NovaFISH is the first multiplex single-molecule fluorescence in situ hybridization (smFISH) probe developed by PixelBiosciences GmbH. NovaFISH can be used for detecting DNA/RNA expression and achieving digital quantitative analysis, suitable for isolated DNA/RNA, fixed cells, fixed tissue sections, or fixed whole embryo samples.

NovaFISH can also be combined with immunofluorescence staining (IF) to simultaneously detect RNA (via NovaFISH) and protein (via immunofluorescence staining) in fixed cells. This manual includes the following experimental steps: Immunofluorescence Staining and NovaFISH Staining.

Immunofluorescence Staining

1. Cell Fixation

Culture cells on 13 mm #1 glass coverslips. Fix the cells at room temperature with 3% PFA/PBS for 10 minutes. Wash with 1 mL PBS at room temperature for 1 minute. Wash with 0.5% Triton-100/PBS at room temperature for 10 minutes, then wash with PBS at room temperature for 1 minute.

2. Primary Antibody Incubation

Add primary antibody and incubate at room temperature for 1 hour. Wash with PBS at room temperature 4 times, each for 5 minutes.

3. Secondary Antibody Staining

Add secondary antibody and incubate at room temperature in the dark for 1 hour. Wash with PBS at room temperature 3 times, each for 5 minutes.

Tip: NovaFISH staining should follow the immunofluorescence staining steps immediately to preserve the signal.

NovaFISH Staining

1. Probe Preparation

Resuspend the NovaFISH nano probe in 10 μL of DNase/RNase-free water (such as DEPC-treated water). For NovaFISH mini, midi, and maxi probes, resuspend in 40 μL, 200 μL, and 500 μL of water, respectively.

Tip: Lightly tap the tube multiple times to help dissolve the probes or leave the tube at room temperature for 20 minutes. NovaFISH probes should be stored at -20°C or lower. Repeated freeze-thaw cycles will not affect product quality. All water used in the following steps should be DEPC-treated to minimize RNase contamination.

2. Cell Preparation

Fix the cells, which have completed antibody staining, at room temperature with 1x PBS solution containing 4% formaldehyde for 10 minutes. After removing the formaldehyde, wash with 1x PBS solution containing 135 mM Glycine for 10 minutes to remove residual formaldehyde.

Tip: If your cell line requires coating, use a suitable reagent for cell attachment and growth on the coverslip. Cells should grow overnight at varying densities (10%-100%) to ensure proper attachment before fixation with 4% formaldehyde. Fixation can also be done using 1x PBS solution containing 4% paraformaldehyde. It is recommended to use a 12-well or 24-well plate for cell culture, fixation, and washing steps.

3. Remove Residual Formaldehyde

Wash once with 1x PBS and incubate for 10 minutes to remove residues. Then, place the sample in 70% ethanol and store at 4°C overnight.

Tip: Cells can also be stored in 70% ethanol at -20°C for several months. It is recommended to seal the culture plate containing fixed cells with sealing film or tape to prevent ethanol evaporation. Regularly check the ethanol level in the wells to ensure the cells do not dry out.

4. NovaWash Washing of Cells

Before hybridization, wash the coverslip with NovaWash at room temperature twice for 10 minutes each time.

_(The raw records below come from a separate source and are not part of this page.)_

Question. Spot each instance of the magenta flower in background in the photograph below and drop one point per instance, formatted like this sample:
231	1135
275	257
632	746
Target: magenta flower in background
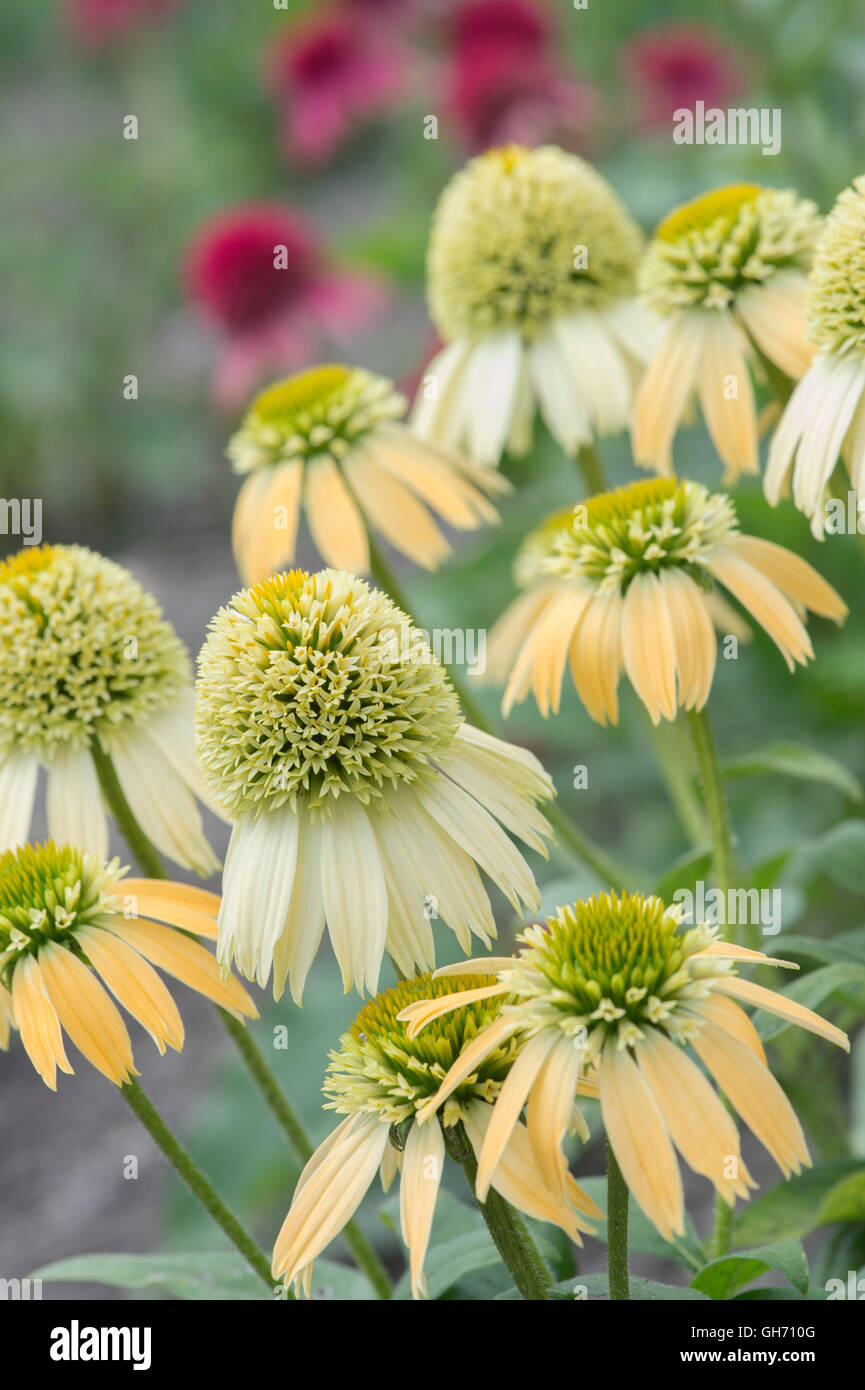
262	277
519	25
675	66
498	99
96	22
504	84
330	75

Tip: A shaker can be used for washing to better remove residual ethanol.

5. NovaFISH Probe Staining

Add 0.5 μL of NovaFISH probe to 50 μL of NovaHyb solution to prepare the working solution. Use glue to draw a circle on a clean glass slide to contain the solution. Add 10 μL of the working solution inside the circle. Place the coverslip (cell side down) onto the drop of solution. Seal the edges of the coverslip with glue. Maintain a humid environment and incubate at 30°C overnight.

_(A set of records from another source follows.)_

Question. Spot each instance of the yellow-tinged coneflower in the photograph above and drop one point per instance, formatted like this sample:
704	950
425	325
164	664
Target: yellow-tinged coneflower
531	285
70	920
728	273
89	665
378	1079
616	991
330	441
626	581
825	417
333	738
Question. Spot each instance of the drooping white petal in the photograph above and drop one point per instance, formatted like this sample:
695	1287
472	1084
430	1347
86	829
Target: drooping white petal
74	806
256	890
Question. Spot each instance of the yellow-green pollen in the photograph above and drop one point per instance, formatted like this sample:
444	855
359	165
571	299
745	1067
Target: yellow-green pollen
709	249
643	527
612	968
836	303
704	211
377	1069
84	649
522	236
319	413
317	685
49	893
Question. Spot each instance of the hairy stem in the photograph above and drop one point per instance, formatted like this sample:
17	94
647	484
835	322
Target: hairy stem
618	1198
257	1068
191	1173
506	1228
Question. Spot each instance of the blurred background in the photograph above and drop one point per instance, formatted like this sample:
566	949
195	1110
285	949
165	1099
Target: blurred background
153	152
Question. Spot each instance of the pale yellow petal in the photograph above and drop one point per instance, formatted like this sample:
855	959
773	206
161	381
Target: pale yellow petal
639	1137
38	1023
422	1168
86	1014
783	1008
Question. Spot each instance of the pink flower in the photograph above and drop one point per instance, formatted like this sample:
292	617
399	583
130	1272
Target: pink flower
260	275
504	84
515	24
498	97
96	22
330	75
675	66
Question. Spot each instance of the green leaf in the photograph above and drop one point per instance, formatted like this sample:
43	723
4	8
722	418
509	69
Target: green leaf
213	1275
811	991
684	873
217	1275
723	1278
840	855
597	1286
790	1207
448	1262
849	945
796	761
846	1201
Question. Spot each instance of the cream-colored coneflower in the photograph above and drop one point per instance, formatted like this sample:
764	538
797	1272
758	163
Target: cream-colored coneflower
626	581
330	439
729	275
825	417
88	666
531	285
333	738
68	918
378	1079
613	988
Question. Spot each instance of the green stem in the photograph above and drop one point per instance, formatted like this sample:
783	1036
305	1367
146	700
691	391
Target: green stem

Tip: The cell culture surface can be distinguished from the non-cultured surface by observing the reflection under light. Additionally, you can gently scratch the coverslip under a microscope, and if cells fall off, it indicates the cell side.

6. Remove Unbound Probes

Wash the coverslip in the culture well with NovaWash 4 times, 10 minutes each time, at room temperature.

Tip: You may choose to wash twice for 30 minutes each, or wash overnight at 4°C. The signal will still remain strong. You can add counterstains (such as DAPI) during the first wash and remove excess dye in subsequent steps.

7. Mounting

Gently blot any remaining liquid from the coverslip with a clean tissue. Add 10 μL of mounting solution (Prolong Glass, ThermoFisher Scientific, Catalog Number: P36982) onto a clean slide and immediately place the coverslip (cell side down) onto it. Store the sample at 4°C until use.

Tip: Use an appropriate laser for imaging the sample with an inverted fluorescence microscope or confocal microscope (newer models typically provide better imaging). NovaFISH probes are labeled with Atto488, Atto565, and Atto647N combinations.